Cancer-Specific Proteins Produced by All Solid Tumors During Angiogenesis
Cancer screening depends on the identification of cancer-related biomarkers that are specifically related to cancer cells and that are present in the earliest stages of cancer development. A hallmark of cancer is uncontrolled growth. Cancer cells proliferate in the tissues from which they arise, and they depend on the intrinsic blood supply in those tissues for nutrients and oxygen. When they reach a critical number of cells, they can no longer sustain their survival based on the pre-existing blood vessels. As few as 300 cells may lead to increased consumption of oxygen and nutrients that is beyond the capacity of the normal vascular supply to deliver.
Angiogenesis
When the cancer cell’s demand for oxygen exceeds their supply, they activate the emergency system all cells of the body possess, Hypoxia inducible factor (HIF). The HIF protein, normally destroyed within 2 minutes of its synthesis, is stabilized inside the cancer cells and can then act on the cellular DNA to upregulate survival genes. HIF turns on a cascade of signals that promote the sprouting of new blood vessels from the surrounding vasculature. The surrounding vessels are normally dormant, but in response to the HIF-driven signals they grow a vast network of new blood vessels to bring in oxygen and nutrients that enable the cancer cell population to thrive and spread to other sites in the body. This process is termed angiogenesis. It is a universal program in cancer. As such, the signaling molecules used in angiogenesis can be used to identify the presence of cancer in its early stages, long before it could be detected by conventional imaging technology.

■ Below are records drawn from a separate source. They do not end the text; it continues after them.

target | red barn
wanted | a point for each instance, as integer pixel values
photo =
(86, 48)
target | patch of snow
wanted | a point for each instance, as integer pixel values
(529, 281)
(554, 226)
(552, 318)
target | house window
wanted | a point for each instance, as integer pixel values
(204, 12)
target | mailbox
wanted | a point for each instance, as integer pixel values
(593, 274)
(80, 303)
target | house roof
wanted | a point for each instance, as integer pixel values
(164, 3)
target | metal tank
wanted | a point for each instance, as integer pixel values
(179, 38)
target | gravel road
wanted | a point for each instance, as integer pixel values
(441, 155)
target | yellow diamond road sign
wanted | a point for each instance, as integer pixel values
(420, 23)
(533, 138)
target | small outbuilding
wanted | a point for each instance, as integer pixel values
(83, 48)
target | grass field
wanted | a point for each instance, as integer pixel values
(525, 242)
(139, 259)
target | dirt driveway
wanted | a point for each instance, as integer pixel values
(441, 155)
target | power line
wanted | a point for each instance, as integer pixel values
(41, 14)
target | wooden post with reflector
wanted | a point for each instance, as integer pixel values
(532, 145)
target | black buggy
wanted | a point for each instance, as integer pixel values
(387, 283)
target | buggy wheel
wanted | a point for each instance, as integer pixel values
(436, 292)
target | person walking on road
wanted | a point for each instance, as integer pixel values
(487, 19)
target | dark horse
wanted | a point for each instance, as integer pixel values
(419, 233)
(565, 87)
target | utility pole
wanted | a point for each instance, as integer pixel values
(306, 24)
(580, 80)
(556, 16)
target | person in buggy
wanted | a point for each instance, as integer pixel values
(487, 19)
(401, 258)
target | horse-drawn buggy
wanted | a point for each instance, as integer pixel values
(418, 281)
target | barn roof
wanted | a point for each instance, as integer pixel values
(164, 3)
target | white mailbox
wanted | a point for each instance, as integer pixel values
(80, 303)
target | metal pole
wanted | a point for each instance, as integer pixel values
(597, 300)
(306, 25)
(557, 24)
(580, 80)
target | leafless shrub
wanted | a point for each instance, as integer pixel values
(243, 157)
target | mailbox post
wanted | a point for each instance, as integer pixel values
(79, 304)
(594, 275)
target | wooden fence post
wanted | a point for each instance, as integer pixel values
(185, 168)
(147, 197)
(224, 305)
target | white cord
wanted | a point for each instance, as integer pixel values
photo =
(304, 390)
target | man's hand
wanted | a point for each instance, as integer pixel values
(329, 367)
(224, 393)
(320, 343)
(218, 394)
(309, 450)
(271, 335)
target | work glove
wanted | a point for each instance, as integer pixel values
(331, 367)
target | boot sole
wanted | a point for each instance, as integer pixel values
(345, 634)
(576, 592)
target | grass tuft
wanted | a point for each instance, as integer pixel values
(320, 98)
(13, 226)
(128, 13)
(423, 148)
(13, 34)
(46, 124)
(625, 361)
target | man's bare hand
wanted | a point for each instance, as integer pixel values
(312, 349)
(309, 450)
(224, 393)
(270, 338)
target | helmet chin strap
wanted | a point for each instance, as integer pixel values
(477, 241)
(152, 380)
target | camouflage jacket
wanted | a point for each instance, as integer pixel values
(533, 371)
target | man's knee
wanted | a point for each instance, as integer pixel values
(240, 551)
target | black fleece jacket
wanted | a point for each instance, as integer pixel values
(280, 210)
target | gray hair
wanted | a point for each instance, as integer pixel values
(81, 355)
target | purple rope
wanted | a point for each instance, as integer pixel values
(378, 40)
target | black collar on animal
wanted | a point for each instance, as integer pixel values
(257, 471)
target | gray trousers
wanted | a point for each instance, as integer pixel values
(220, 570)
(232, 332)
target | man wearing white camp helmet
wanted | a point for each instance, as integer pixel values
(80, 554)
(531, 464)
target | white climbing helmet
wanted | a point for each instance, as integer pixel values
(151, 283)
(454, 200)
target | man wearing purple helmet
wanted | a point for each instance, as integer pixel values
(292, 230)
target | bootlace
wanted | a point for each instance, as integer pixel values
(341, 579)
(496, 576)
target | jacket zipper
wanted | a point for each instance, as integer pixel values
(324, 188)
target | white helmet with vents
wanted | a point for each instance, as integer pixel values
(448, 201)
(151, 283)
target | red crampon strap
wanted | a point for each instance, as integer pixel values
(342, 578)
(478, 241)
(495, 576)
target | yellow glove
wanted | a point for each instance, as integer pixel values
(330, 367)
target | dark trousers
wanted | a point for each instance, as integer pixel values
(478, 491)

Angiogenesis Biomarkers for Cancer Detection using the Graphene Sensor?
HIF upregulates a variety of biomarkers that have been found to be elevated in cancer patient serum compared to normal controls. Several clinical studies demonstrated that these HIF-related markers are higher in cancer patient serum than in normal patients. HIF serum levels were found to be significantly higher in cancer than in normal controls. Similarly, Carbonic Anhydrase IX, a key enzyme upregulated by HIF to maintain normal pH, has also been found to be elevated in cancer patients and proportionate to their disease burden.
Taken together, these data show that angiogenic biomarkers can provide a means of detecting the presence of early cancer independent of cancer type. These markers are elaborated by cancer cells into the blood when their numbers reach only hundreds to thousands. Using exquisitely sensitive graphene-based sensors for their detection provides a path forward to early cancer detection. Validation studies are ongoing to confirm the utility of this approach.